Según las autoridades, Ray y Krndija llegaron el 19 de noviembre al L’Auberge Provençale Inn & Restaurant, en la región vinícola del valle de Shenandoah, Virginia, a 96 kilómetros al oeste de Washington. Ella se presentó como “Stephanie Jacobs”, asistente personal del director ejecutivo de una empresa financiera canadiense, interesada en organizar una cena lujosa, según grabaciones de seguridad. Los dueños sabían que el evento podía generar más de 20.000 dólares.

Ray ha hablado poco en audiencias, pero un documento presentado la semana pasada detalla su vida.

Ray creció en Leicester, Inglaterra, y luego se mudó a una zona costera que en los 90 acogía refugiados de la crisis de los Balcanes. Fundó una organización benéfica para huérfanos. Fue propietaria y administradora de un restaurante y un hotel en Herne Bay que luego se endeudaron. Tras divorciarse y obtener la custodia de sus tres hijos, se matriculó en la universidad a los 45 años y en cinco años obtuvo una maestría en escritura creativa por la Universidad de Kent.

“Natali me pareció una persona sumamente inspiradora y fascinante”, escribió una amiga de toda la vida en una carta presentada al tribunal.

Ray trabajó como ayudante de cátedra de teatro, publicó poesía y tradujo literatura serbia al inglés. Según su abogada, durante la última década ha luchado contra un tipo raro de cáncer de sangre y ha continuado con quimioterapia mientras estaba encarcelada en Virginia.

Según la fiscalía, los cargos por posesión de herramientas para el robo se derivan de las pelucas que supuestamente usaban Krndija y Ray, y de un abrigo con bolsillos interiores profundos que supuestamente usaba Krndija para esconder el vino.

Los propietarios del restaurant en Virginia afirman que este hombre escondió botellas de pinot noir de alta gama dentro de su abrigo. (Christian Borel) (Christian Borel)
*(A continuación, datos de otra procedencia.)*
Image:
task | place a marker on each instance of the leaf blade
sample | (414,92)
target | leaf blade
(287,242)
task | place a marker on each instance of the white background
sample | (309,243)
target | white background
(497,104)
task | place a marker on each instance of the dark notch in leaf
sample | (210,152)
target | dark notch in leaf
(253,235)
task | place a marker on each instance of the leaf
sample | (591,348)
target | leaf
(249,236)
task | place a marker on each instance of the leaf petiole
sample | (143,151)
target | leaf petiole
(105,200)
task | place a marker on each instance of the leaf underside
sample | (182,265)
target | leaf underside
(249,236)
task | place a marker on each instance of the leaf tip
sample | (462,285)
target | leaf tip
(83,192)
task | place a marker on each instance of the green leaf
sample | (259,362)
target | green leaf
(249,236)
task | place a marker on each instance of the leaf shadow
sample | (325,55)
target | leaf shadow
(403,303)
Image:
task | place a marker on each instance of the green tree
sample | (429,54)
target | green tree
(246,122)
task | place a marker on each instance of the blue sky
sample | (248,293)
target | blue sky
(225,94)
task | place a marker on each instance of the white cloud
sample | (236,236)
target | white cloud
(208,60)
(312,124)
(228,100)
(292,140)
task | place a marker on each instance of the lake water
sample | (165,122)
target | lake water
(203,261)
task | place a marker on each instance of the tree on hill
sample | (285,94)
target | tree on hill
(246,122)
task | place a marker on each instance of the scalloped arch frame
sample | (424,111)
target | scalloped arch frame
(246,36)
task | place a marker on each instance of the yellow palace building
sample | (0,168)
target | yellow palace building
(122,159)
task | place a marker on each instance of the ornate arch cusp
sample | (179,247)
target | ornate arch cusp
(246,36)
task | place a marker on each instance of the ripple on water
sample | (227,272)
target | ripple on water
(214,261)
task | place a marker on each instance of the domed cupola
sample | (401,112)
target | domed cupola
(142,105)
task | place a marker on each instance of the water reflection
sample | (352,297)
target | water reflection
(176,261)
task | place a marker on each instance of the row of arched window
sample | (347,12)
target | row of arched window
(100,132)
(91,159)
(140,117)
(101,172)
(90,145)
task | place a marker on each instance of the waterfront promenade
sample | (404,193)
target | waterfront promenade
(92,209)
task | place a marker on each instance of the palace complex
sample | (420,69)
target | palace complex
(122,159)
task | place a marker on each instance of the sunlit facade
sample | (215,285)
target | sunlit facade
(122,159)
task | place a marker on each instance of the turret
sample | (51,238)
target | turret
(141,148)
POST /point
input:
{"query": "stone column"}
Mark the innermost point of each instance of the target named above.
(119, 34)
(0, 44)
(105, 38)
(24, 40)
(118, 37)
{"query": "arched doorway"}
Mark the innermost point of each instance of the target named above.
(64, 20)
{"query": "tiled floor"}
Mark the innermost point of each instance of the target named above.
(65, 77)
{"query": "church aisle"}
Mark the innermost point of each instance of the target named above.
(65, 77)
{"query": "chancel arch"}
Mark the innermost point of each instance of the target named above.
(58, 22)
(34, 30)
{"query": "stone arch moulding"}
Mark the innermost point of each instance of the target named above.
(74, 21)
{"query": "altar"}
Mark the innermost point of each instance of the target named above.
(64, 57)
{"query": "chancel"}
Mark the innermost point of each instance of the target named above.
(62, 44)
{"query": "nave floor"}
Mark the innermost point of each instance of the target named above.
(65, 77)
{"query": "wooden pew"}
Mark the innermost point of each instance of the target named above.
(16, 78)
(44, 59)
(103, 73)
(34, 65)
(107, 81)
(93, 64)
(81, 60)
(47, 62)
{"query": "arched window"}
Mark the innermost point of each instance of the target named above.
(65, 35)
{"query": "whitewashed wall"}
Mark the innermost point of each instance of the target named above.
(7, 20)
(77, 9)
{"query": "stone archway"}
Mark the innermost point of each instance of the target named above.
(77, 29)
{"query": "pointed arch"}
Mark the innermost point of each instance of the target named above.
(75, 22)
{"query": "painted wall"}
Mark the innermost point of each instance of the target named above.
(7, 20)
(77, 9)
Al inicio de la investigación, Christian Borel, hijo de los Borel, sommelier y copropietario, creyó que habían robado seis botellas. Dos fueron recuperadas cerca del coche utilizado en la huida. Después descubrió que dos de las botellas supuestamente desaparecidas habían sido trasladadas a otro estante de la bodega semanas antes. “He aprendido a guardar mejor las cosas”, bromeó.

Según los Borel, Bell llegó el 13 de abril con los vinos recuperados. Parecían auténticos: un Romanée-Conti 2020 y un Richebourg 2019, ambos de la legendaria bodega Domaine de la Romanée-Conti en Borgoña, Francia. Los Borel cotejaron los números de serie con sus registros, aunque concluyeron que el valor de los vinos se había desplomado.

Antes del robo, los Borel esperaban que el precio de las dos botellas aumentara con el tiempo. “Para mí eran una inversión”, dijo Celeste Borel. “Ahora casi no valen nada”. Los Borel afirmaron que no pueden estar seguros de que no hayan sido manipuladas.

Ni siquiera sé si son buenos, Mike —recordó Celeste Borel haberle dicho al detective.

Sumption, el sheriff, confirmó los recuerdos generales de los Borel sobre el reencuentro. Bass, el fiscal, dijo que desconocen dónde estuvieron las botellas o quién las entregó a la oficina del defensor público.

“¿Podría haber sido incluso el propio Krndija? Supongo que nunca lo sabremos”, dijo Bass.